Actually, Antihydra is just one of many probviously non-halting Turing machines with Collatz-like behavior. Busy beaver hunter Shawn Ligocki dubbed these machines “cryptids” when they were first identified in variants of the standard busy beaver game.

A cryptid illustrated as a beaver out of the works of H. P. Lovecraft, with extra eyes, tentacles, and horns.A cryptid depicted as a Lovecraftian beaver by Lauren, friend of Fern, member of the Busy Beaver Challenge discord server.

The first two cryptids to be discovered were named Bigfoot and Hydra; researchers have now identified so many cryptids that it no longer makes sense to give each one its own name. The existence of all these cryptids implies that busy beaver numbers beyond BB(5) will remain out of reach until researchers develop new mathematical tools for tackling Collatz-like problems. And the legendary mathematician Paul Erdős reportedly said “Mathematics may not be ready for such problems.”

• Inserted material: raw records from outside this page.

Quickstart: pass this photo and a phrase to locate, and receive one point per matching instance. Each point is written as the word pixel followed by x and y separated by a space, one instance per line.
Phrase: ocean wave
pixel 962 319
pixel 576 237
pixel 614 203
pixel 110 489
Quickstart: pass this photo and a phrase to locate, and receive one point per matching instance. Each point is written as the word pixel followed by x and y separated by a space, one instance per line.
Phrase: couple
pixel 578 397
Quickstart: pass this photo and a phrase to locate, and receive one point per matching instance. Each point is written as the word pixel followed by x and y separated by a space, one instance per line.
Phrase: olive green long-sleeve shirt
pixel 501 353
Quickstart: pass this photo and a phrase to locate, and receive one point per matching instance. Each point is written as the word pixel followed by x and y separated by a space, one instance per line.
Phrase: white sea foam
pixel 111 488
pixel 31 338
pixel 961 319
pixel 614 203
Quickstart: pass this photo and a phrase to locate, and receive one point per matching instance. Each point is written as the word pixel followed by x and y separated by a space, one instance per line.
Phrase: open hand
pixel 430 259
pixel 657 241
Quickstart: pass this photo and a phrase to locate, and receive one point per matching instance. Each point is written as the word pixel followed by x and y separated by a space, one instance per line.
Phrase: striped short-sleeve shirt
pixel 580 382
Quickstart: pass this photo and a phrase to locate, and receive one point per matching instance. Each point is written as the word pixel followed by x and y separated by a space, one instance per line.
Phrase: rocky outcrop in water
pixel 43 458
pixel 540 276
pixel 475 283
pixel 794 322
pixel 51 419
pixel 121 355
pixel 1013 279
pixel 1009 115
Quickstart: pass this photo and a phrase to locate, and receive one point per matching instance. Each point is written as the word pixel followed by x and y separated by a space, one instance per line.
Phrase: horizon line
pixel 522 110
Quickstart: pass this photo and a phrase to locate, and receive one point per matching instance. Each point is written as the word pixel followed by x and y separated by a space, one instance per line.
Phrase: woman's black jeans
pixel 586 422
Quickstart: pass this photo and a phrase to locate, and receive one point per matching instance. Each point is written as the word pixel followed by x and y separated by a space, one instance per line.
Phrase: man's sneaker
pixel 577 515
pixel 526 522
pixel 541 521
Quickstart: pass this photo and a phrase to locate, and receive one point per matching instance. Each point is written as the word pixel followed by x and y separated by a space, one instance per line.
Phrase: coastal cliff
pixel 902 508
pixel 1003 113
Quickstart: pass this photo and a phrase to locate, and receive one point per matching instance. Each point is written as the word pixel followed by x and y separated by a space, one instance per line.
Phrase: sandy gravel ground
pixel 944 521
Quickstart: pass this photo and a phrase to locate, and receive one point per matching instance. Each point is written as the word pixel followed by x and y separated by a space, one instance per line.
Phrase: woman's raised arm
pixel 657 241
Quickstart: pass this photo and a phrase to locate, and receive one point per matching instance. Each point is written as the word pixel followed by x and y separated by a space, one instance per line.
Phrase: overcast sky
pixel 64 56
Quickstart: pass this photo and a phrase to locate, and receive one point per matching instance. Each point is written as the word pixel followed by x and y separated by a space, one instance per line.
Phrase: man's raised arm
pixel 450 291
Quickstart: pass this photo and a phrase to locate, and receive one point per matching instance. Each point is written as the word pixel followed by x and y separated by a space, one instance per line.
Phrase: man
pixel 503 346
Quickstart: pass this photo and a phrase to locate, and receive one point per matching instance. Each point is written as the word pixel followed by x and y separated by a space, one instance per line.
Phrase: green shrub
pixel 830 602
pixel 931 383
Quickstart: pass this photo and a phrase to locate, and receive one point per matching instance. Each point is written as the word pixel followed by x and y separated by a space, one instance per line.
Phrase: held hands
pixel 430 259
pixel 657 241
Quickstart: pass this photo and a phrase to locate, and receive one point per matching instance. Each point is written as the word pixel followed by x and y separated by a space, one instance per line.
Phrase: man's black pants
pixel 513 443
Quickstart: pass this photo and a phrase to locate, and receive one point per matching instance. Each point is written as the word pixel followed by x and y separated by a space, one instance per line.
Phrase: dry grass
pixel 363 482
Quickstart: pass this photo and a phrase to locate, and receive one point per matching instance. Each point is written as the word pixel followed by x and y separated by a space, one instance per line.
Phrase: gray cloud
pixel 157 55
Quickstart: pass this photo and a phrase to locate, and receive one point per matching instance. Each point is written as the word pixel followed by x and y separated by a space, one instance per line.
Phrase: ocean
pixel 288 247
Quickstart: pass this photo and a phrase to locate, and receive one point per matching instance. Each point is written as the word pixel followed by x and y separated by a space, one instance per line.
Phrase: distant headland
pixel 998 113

But that doesn’t mean busy beaver hunters should give up. There’s still plenty of questions to explore in what might be called “cryptid ecology.” How many subspecies of cryptids are there? How are they related to each other, and to other unsolved problems in mathematics beyond the Collatz conjecture? Since the beginning of the busy beaver game, avid hunters have repeatedly encountered surprising new Turing machine behavior, and that pattern shows no sign of letting up.

This past August I visited Tahquamenon Falls in Michigan’s upper peninsula, a part of the state that’s apparently an epicenter of bigfoot sightings. Fortunately I didn’t encounter any cryptids, but I did learn some new things about a few friendlier critters. Surprising discoveries can come from anywhere!